Furthermore, Senegal—much like Texas—is a food centric culture, to say the very least. Ceebu Jënn, the country’s prized possession of a dish, is seasoned rice with fish and vegetables. Although not as good as my mother’s homemade fried chicken, I must say that it does rustle up some competition. Very rarely due both cultures accept the skipping of a meal; eating is sacred. It is interesting to further note that neither country’s pride cuisines, Tex-Mex coming from Texas and Ceebu Jënn coming from Senegal, are native to the regions. Senegal’s extensive use of rice is due to French Colonization and Texas’ extensive use of rice, cheese, and salsa comes from Spanish influence.
In Texas, the culture raises us to fabricate a facade in order to make others believe that we have everything “put together.” This is where the famous Texas pride comes into play. Apparent in the “Everything Is Bigger in Texas” motto, our pride is not exempt from this well known adage. The ability to be transparent and human, are rare phenomenon within Texas and Senegal. The word in Wolof Sutura which means secret or discreet exists because of the secrecy and prudence within Senegalese culture. Apart from the apparent issues with secrecy within a society like the inability to be impotent, this confidentiality leads to none other than, you guessed it, gossip. Those familiar with Southern society don’t need further explanation in comparison. This is evident in the Reality TV shows airing today that exploit the gossipy nature of many southern communities.

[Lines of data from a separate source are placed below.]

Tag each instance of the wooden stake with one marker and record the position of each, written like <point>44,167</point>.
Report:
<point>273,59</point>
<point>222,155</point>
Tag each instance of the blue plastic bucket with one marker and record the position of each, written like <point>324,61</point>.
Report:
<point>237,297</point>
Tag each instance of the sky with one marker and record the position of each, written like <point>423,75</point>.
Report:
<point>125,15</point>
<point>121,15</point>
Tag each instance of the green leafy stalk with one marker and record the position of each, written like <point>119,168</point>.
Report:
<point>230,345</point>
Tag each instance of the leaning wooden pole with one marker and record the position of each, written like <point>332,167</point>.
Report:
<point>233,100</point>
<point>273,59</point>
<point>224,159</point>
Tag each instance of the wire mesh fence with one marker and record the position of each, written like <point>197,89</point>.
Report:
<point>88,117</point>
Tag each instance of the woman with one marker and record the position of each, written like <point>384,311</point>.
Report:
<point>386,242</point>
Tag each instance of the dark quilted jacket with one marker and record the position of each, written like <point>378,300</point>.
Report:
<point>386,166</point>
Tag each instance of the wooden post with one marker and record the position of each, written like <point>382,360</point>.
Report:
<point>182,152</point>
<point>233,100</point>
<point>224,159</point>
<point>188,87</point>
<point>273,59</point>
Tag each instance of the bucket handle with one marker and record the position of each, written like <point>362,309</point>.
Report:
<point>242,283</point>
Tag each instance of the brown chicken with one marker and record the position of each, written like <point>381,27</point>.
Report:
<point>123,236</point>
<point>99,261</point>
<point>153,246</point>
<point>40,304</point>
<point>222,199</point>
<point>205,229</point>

Coincidentally, “to put icing on the cake,” in comparing the two countries, a show named Dallas was very popular here some years ago. So Texas happens to be one of the only states with which many Senegalese are familiar. As soon as I say that I’m from Texas, many Senegalese feel honored to meet, “a true cowboy.”

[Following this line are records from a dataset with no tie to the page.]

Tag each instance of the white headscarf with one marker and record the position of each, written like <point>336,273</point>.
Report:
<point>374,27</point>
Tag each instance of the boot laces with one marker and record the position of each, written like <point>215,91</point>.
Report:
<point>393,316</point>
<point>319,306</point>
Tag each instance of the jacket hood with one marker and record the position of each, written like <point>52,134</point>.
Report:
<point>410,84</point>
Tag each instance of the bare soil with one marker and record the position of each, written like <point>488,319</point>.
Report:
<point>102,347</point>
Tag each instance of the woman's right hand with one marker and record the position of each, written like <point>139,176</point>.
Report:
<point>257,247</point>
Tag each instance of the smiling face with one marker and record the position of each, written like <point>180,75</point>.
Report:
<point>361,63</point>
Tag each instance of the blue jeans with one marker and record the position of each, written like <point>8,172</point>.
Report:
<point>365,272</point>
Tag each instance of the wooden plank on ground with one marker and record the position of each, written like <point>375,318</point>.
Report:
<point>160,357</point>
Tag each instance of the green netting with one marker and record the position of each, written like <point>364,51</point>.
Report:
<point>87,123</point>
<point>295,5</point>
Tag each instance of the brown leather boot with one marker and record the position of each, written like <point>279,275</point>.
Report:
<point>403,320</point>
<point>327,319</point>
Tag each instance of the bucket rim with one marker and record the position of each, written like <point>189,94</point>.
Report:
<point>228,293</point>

Although separated by an ocean, Texas and Senegal have incredible similarities. I’m proud to be able to call myself a Texan, as most Texans are. But this statement in itself is dangerous. It is dangerous because it is always easy to over romanticize one’s own culture by overlooking the inherent imperfections due to bias. I think that one of the most invaluable experiences gained in this year was the unique opportunity to see many of the flaws within my own Texan culture by observing the various defects in Senegalese society. By looking through the lens of a different perspective, I have been able to recognize innate gaps within my own culture. Of course, there is no perfect culture. That’s the whole point of culture—seeking perfection within a civilization. In the words of Matthew Arnold, culture is essentially “a pursuit of our total perfection by means of getting to know, on all the matters which most concern us, the best which has been thought and said in the world, and, through this knowledge, turning a stream of fresh and free thought upon our stock notions and habits, which we now follow staunchly but mechanically, vainly imagining that there is a virtue in following them staunchly which makes up for the mischief of following them mechanically.” That being said, I still tend to hold to the belief that Tex-Mex, Southern Hospitality, and cowboy boots are the combination that has discovered the perfect culture, but hey, I’m biased! Texas born, Texas bred!